Same-Sex Weddings Etiquette Q&A
Same-sex weddings come with some unique situations. Who gives away the bride when there is none? Who gives away the bride when there are two? But remember that etiquette for any wedding, including gay and lesbian weddings, is based on loose guidelines, and every couple should create the ceremony that's right for them. Here are solutions for handling some of the unique wedding etiquette issues involved with planning a same-sex wedding.
Q. How do we arrange the processional?
A. One of the most observed traditional wedding customs involves the walk to the altar (groom first, then the bride). How you want to address this when there are two brides or two grooms depends on personal taste. Some options:
- One person waits by the altar for the other partner to walk down the aisle.
- You accompany each other, arm in arm, down the aisle.
- Create a seating arrangement with two aisles that meet at the altar: You and your partner -- alone or arm in arm with another loved one -- walk in unison down separate aisles.
Q. How do we select our bridal party?
A. Feel free to create a wedding party of friends and family, regardless of gender or traditional definitions.
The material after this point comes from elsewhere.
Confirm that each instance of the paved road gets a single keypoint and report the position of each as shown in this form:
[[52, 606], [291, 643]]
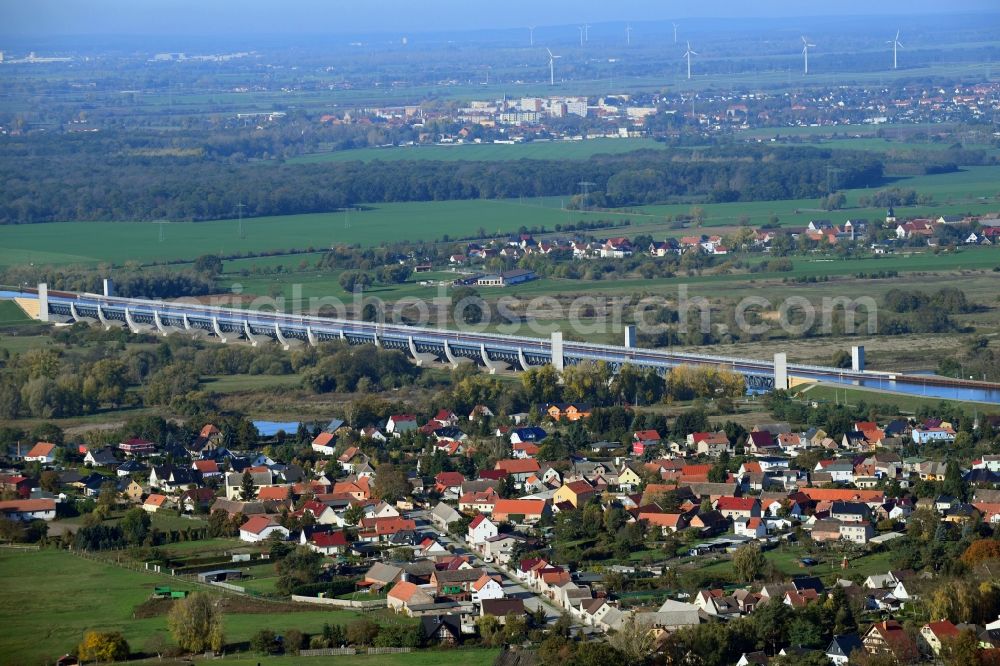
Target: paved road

Two brides can have two best men -- or two maids of honor. You may choose to call the group "honor attendants" for a gender-neutral name. Or skip attendants all together.
Q. How can we customize a traditional ceremony?
A. I now pronounce you… husband and husband? The wording can get a little tricky when it's time for your officiant to make the actual pronouncement. Take a cue from commitment ceremony scripts and have your officiant pronounce you "partners for life" (which happens to rhyme with "husband and wife"). If that doesn't suit you, vows are a great place to personalize your ceremony. Many couples these days, regardless of gender, are opting to pen their own words. For great tips and how-tos, check out our article on writing your own vows.
Q. Who pays for what?
A. Today, many couples pay for their own celebrations with some help from their folks. In the traditional bride-groom arrangement there are some long-standing bill-splitting guidelines, but even these are just a starting point, altered by most. The best way to deal with the bottom line is to first figure out who is contributing to your cash flow. Are you two footing the entire bill yourselves? How much are parents or relatives willing to contribute? Once you calculate how much money you have to play with, it will all come down to how to spend it. (The fun part!) Discuss the elements that are most important to you both (An 8-piece Latin band? Two designer wedding gowns?) and map out the rest of the budget around those big items.
Q. Should I change my name?
A. Why not? Show off your new union to the world by making your last name match your partner's. There are a few ways to do it:
- Pick one of your last names for both of you to take.
- Hyphenate your last names and both take the new name.
- Come up with a totally different last name and both take it.